Gerechtshof Amsterdam, 21-08-2019, ECLI:NL:GHAMS:2019:2881, 18/00516
Gerechtshof Amsterdam, 21-08-2019, ECLI:NL:GHAMS:2019:2881, 18/00516
Gegevens
- Instantie
- Gerechtshof Amsterdam
- Datum uitspraak
- 21 augustus 2019
- Datum publicatie
- 21 augustus 2019
- ECLI
- ECLI:NL:GHAMS:2019:2881
- Zaaknummer
- 18/00516
Inhoudsindicatie
Beroep tegen niet tijdig beslissen op bezwaarschrift. Laatste dag van beslistermijn valt met toepassing van de Algemene Termijnenwet op een maandag. De ingebrekestellingen zijn daarmee prematuur ingediend. Belanghebbende terecht niet-ontvankelijk verklaard.
Het door belanghebbende gedane verzoek om afschrift van de stukken was geen grond om niet te voldoen aan de verplichting het bezwaar te motiveren binnen de door de heffingsambtenaar gestelde termijn
Uitspraak
Kenmerk 18/00516
8 augustus 2019
uitspraak van de vierde meervoudige belastingkamer
op het hoger beroep van
[X], wonende te [woonplaats], belanghebbende,
(gemachtigde: mr. drs. J.M.C. Niederer)
tegen de uitspraak in de zaak met kenmerk AMS 18/1595 van de rechtbank Amsterdam (hierna: de rechtbank) in het geding tussen
belanghebbende
en
de heffingsambtenaar van de gemeente Amsterdam, heffingsambtenaar,
(gemachtigde: mr. D.R. de Vries)
1 Ontstaan en loop van het geding
Met dagtekening 24 december 2016 is aan belanghebbende met [nummer naheffingsaanslag] een naheffingsaanslag parkeerbelasting opgelegd. Belanghebbende heeft hiertegen op 25 januari 2017 bezwaar gemaakt.
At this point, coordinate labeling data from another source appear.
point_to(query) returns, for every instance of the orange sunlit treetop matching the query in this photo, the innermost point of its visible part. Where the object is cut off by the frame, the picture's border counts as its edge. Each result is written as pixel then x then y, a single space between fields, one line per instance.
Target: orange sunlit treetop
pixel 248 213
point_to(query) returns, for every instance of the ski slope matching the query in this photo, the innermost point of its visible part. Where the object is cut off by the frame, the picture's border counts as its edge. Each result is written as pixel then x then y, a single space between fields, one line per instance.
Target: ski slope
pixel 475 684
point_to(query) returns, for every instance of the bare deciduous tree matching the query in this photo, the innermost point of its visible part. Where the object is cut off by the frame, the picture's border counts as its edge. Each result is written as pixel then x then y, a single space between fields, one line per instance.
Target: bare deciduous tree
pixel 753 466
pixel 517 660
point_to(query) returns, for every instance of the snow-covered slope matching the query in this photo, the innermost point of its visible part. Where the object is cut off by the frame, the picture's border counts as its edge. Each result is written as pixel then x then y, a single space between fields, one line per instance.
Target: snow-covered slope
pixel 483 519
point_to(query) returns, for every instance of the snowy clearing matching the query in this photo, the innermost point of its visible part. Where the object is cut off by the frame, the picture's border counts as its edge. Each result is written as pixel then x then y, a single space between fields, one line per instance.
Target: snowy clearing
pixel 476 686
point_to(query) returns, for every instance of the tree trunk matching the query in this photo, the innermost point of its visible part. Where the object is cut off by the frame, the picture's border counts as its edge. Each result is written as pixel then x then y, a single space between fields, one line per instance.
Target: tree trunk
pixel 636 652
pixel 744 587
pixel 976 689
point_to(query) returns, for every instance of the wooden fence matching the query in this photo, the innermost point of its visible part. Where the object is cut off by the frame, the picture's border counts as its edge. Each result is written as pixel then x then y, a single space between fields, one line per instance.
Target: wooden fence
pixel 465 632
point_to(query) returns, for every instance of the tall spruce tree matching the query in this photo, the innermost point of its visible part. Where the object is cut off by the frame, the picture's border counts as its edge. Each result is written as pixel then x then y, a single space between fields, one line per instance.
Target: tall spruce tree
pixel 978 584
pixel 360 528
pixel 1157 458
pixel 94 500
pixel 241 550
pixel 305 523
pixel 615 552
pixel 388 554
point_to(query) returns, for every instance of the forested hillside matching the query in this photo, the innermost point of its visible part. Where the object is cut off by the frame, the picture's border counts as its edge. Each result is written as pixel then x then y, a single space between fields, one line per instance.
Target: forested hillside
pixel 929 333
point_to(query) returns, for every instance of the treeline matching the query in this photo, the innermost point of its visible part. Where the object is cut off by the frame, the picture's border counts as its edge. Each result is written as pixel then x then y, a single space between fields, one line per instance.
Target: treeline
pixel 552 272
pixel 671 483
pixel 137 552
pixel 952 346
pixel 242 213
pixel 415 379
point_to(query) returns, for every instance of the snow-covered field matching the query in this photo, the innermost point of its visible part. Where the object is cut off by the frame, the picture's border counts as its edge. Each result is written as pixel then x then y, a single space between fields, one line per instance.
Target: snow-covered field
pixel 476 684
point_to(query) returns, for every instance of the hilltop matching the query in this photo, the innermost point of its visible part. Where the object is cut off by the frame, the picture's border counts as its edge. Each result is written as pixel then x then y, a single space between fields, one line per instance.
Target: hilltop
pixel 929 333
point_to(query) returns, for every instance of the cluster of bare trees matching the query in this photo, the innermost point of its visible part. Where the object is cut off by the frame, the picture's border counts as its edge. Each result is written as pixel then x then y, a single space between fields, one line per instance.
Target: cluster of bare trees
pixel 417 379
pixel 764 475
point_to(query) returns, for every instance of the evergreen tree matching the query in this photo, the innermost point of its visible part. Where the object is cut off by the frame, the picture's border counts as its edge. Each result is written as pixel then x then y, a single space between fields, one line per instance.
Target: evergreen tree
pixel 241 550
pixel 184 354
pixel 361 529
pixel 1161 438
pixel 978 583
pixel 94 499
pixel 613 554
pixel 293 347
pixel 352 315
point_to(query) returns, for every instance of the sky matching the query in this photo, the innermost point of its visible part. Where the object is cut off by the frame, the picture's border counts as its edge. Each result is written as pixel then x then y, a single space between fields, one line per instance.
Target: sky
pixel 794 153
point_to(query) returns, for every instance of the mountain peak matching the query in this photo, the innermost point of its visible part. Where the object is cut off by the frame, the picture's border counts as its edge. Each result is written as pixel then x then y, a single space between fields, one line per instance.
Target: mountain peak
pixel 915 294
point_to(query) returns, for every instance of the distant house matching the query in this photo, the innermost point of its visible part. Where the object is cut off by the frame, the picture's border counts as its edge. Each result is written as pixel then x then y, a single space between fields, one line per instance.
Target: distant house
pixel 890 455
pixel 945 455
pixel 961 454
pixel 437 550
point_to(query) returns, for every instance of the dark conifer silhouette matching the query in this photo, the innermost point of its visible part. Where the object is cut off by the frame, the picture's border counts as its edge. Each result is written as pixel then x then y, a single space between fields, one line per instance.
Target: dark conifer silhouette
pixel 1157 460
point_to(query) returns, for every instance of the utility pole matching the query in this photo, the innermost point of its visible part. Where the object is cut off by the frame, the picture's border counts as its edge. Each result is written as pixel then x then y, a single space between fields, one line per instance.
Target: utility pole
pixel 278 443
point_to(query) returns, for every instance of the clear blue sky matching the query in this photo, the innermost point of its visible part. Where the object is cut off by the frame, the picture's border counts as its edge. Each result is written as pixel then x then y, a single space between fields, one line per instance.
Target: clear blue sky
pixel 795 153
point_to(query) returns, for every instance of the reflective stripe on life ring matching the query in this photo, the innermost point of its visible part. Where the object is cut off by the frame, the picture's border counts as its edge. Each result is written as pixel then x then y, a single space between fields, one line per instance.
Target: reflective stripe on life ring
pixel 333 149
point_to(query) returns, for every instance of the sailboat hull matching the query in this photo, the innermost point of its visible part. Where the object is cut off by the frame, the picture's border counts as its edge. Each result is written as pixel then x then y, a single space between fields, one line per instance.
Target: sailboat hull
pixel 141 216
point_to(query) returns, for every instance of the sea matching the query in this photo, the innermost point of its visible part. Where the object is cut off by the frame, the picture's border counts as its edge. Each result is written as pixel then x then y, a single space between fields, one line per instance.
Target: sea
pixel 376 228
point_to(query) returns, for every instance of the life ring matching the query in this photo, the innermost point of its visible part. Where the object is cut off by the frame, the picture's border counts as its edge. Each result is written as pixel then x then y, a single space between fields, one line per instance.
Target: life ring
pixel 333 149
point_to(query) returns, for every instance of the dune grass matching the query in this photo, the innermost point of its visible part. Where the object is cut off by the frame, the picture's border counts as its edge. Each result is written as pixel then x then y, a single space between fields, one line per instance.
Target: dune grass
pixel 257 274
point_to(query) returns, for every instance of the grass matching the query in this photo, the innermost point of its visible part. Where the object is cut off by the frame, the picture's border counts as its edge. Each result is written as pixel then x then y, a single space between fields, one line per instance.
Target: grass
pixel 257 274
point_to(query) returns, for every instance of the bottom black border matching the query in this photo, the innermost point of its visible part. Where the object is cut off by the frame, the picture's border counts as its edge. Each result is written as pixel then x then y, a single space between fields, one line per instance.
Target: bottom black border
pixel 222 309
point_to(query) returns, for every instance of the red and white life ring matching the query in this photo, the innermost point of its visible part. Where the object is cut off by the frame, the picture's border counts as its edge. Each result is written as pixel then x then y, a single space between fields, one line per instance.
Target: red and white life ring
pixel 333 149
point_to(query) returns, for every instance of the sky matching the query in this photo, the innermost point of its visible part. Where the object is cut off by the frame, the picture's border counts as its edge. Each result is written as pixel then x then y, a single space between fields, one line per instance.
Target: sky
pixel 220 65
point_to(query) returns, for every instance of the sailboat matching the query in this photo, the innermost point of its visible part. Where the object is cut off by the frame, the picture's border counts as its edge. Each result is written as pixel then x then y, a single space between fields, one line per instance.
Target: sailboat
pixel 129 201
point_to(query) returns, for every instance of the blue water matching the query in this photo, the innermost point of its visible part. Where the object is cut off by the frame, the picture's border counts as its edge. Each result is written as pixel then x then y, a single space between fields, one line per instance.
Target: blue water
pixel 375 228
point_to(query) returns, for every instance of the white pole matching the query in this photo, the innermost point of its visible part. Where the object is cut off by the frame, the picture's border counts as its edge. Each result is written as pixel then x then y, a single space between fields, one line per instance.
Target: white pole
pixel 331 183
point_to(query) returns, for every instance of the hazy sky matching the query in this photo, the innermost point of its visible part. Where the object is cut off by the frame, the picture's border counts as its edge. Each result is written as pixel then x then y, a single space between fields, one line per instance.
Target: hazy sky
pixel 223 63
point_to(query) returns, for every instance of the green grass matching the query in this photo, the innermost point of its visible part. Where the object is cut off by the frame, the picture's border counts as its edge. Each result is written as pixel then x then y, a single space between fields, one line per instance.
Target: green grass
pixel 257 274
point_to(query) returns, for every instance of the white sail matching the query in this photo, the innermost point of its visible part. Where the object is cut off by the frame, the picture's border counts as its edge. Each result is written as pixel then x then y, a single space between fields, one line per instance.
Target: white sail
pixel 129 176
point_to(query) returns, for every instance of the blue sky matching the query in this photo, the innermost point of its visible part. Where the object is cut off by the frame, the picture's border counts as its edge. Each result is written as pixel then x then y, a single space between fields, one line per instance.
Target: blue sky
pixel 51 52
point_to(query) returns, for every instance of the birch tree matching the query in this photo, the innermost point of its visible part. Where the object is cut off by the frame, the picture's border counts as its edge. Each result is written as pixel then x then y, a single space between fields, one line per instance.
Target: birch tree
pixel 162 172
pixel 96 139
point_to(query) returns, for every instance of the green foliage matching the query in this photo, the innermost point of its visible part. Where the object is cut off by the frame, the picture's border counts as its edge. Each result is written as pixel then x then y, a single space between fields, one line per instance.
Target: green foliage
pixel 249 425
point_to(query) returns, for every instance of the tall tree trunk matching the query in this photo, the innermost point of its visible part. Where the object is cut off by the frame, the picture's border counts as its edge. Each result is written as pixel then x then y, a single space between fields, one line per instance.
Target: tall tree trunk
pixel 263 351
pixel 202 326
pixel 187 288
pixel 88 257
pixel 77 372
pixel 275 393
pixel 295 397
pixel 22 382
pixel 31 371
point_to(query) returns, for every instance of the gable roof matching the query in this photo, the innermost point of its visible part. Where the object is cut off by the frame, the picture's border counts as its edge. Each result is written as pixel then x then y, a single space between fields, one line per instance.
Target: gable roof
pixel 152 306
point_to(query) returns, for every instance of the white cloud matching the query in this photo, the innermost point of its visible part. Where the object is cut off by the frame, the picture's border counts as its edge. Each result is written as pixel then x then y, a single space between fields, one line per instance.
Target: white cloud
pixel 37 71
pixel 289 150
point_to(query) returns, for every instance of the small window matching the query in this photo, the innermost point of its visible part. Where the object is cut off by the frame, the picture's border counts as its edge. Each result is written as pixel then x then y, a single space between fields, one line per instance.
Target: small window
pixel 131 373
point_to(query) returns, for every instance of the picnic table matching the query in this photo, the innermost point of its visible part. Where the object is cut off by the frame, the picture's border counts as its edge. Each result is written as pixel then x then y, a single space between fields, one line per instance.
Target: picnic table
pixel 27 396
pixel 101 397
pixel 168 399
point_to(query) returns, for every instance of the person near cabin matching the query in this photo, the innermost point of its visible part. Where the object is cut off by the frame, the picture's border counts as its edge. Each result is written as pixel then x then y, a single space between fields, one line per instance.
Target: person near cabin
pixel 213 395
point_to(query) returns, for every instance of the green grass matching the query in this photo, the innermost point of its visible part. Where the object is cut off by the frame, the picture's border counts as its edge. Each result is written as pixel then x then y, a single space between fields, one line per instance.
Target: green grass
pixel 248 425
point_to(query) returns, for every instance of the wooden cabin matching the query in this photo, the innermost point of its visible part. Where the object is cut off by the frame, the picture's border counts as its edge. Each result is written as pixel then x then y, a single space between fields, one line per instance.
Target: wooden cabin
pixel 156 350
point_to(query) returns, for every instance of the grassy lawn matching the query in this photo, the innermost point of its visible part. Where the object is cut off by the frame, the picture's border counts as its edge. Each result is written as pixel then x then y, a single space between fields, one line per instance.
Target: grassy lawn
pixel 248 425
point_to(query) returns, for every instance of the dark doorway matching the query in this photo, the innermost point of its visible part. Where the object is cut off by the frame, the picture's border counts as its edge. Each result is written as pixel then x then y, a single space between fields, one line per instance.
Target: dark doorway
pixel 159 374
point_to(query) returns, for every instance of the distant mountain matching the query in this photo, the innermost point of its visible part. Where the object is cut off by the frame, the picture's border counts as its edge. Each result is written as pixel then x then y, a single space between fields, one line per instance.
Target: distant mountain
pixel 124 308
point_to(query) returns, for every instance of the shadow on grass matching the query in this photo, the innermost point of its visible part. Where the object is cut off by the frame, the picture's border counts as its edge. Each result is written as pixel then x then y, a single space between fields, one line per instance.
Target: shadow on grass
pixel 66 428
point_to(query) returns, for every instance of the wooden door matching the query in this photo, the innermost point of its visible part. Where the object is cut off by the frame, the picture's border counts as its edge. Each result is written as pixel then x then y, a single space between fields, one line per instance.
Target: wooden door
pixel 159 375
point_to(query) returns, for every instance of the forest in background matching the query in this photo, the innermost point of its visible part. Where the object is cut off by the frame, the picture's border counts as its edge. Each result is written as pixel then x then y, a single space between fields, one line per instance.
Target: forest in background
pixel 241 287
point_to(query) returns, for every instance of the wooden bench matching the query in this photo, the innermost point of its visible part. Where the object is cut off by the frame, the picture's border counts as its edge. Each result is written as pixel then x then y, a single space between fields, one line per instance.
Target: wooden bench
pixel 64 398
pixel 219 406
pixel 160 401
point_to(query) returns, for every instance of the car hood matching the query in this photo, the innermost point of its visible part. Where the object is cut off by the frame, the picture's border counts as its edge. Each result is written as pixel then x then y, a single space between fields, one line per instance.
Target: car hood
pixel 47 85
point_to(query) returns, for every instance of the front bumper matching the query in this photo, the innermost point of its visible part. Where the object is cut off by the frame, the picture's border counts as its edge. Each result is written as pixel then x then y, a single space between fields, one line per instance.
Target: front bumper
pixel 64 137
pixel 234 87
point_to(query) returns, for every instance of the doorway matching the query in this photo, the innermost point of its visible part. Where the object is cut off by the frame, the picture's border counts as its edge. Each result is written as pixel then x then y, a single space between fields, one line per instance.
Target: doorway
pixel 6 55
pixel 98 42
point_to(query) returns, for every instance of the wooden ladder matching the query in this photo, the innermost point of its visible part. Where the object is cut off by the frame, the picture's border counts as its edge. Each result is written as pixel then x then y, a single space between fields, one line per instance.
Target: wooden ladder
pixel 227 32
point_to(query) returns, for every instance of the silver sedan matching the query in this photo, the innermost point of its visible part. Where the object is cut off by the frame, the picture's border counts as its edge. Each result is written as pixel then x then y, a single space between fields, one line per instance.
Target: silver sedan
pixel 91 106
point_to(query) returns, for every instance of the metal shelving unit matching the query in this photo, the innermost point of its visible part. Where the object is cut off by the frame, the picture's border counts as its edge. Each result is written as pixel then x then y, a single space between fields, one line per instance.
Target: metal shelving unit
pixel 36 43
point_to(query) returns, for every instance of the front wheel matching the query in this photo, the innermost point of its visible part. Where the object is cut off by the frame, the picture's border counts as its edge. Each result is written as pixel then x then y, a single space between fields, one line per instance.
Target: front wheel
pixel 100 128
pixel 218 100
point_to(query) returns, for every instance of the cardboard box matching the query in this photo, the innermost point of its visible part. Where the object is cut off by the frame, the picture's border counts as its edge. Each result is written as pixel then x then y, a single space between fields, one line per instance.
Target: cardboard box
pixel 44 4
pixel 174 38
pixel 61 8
Op 14 en 15 januari 2018 heeft belanghebbende de heffingsambtenaar schriftelijk in gebreke gesteld wegens het niet tijdig beslissen op voornoemde bezwaarschrift.
Belanghebbende heeft vervolgens tegen het niet tijdig nemen van een beslissing beroep ingesteld. Bij uitspraak van 24 augustus 2018 heeft de rechtbank het beroep niet-ontvankelijk verklaard.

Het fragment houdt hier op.